Capitals’ second line ‘still a work in progress’

Oct 3, 2013; Washington, DC, USA; Washington Capitals right wing Troy Brouwer (20) skates with the puck past Calgary Flames center Matt Stajan (18) in the third period at Verizon Center. The Capitals won 5-4 in a shootout. Mandatory Credit: Geoff Burke-USA TODAY Sports

Mikhail Grabovski and Troy Brouwer try to enter the offensive zone against Calgary. (Geoff Burke-USA TODAY Sports)

During the preseason, Brooks Laich and Mikhail Grabovski would sit in their stalls after practice at the Capitals’ practice facility in Arlington and diagram plays with their fingers using a Gatorade bottle to represent the net.

The pantomime continues even now in the regular season as they discuss certain passes, reactions and reads along with winger Troy Brouwer, searching for a jump start. Through the first three games of the regular season, the second line of Laich, Grabovski and Brouwer has yet to create any offensive production as a unit.

Grabovski is the lone member of the line with points (3 goals, 2 assists), but two of his goals came on the power play and his only even-strength tally came without either of his linemates on the ice.

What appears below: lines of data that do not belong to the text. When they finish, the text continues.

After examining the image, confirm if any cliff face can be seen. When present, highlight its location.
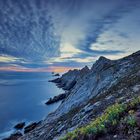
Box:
[22,51,140,140]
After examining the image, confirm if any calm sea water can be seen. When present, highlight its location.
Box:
[0,72,63,138]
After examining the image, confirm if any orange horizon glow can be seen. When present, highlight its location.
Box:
[0,66,79,73]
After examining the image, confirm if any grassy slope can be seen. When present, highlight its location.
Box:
[61,96,140,140]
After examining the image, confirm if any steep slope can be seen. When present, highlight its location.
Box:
[22,51,140,140]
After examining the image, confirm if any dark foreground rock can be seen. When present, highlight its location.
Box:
[14,122,25,129]
[45,93,67,105]
[3,131,22,140]
[24,122,41,133]
[53,73,60,76]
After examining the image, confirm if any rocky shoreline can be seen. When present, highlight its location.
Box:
[6,51,140,140]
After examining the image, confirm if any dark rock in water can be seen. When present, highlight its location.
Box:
[14,122,25,129]
[24,122,40,133]
[3,131,22,140]
[49,78,61,83]
[45,93,66,105]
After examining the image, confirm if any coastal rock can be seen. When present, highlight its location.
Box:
[24,122,40,133]
[49,66,90,90]
[3,131,22,140]
[45,93,67,105]
[22,51,140,140]
[53,73,60,76]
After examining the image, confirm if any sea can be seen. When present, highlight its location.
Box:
[0,72,64,139]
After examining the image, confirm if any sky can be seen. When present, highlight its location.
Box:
[0,0,140,72]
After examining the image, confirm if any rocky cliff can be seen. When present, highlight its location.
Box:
[20,51,140,140]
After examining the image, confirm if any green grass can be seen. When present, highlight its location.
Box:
[60,96,140,140]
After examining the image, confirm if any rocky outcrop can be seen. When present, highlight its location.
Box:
[24,122,41,133]
[3,132,22,140]
[45,93,67,105]
[50,66,90,90]
[22,51,140,140]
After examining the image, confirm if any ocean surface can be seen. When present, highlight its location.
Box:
[0,72,63,139]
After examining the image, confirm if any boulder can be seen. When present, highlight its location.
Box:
[45,93,66,105]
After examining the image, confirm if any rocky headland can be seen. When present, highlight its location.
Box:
[12,51,140,140]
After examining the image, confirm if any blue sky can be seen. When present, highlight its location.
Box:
[0,0,140,71]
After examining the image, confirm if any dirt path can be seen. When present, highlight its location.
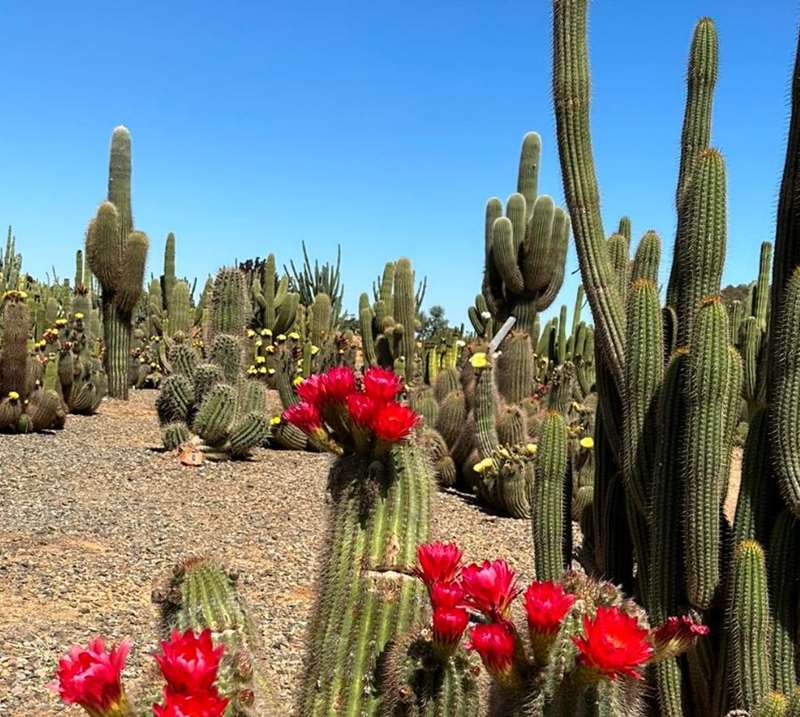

“I think it’s still a work in progress. We’ve had some chances, we’ve had spurts at times, but it hasn’t been a consistent, every-shift threat yet which is something that I think we can get to,” Laich said. “All three of us expect to produce. We don’t hope to, we expect to, and when it’s not going, we really want to work on it, try to find a way to figure it out and get it done.”

The slow start isn’t entirely unexpected, given that the trio has only played four games, including one preseason contest, together as a group. Grabovski arrived at training camp a week late after being delayed by visa issues and Laich was limited by a left hip flexor injury throughout the preseason as well. Those hangups prevented them from working regularly as a group until the regular season began on Oct. 1.

But Washington as a whole is searching for improvement at even strength, where it has been outscored 10-3, including an empty-net tally, and the absence of offense from the second line can’t be ignored.

“The three of us are responsible defensively, and it works out from there. As long as we’re not giving up chances against, I think the chances for will come,” Brouwer said. “I know Oatsey has a lot of faith in our line and we demand a lot out of ourselves, but we need to start scoring.”

When it comes to the second line, Coach Adam Oates isn’t overly concerned about the trio.

“Little stuck at times. It happens, and I’m really not worried about it at all,” Oates said. “I know what the guys can do; you’ve seen what they can do. We have a lot of guys that need to get a couple goals and relax. We need to keep in our rhythm.”

Part of the reason Oates isn’t about to hit reshuffle for the second line is because there are encouraging signs. He went so far as to dub them the best unit in Dallas, where they combined for seven shots on goal and had a few quality scoring chances, including one by Brouwer 10 feet out in the slot that went wide.

“We control, we move with the puck, we can go forward very quick,” Grabovski said. “We just need to fix little things, make us better — just control the puck more and help each other more.”

While they’re not putting points up yet, the second line also isn’t getting trapped in its own zone much either. Where they’re getting hung up is the neutral zone or in maintaining a cycle game once they cross the offensive blueline. The details that will help them maintain better puck possession and ensure proper support are the ones the players are confident will develop with time, the same ones they focus on after practice.

“We’re playing well, but it’s still going to take some time to get familiar with each other and know what the other guys’ tendencies are,” Brouwer said. “Like, if there’s a loose puck, we know to throw it behind the net and the guy’s going to be supporting us down the wall. Those are the things that require more puck possession and more touches, those will come.”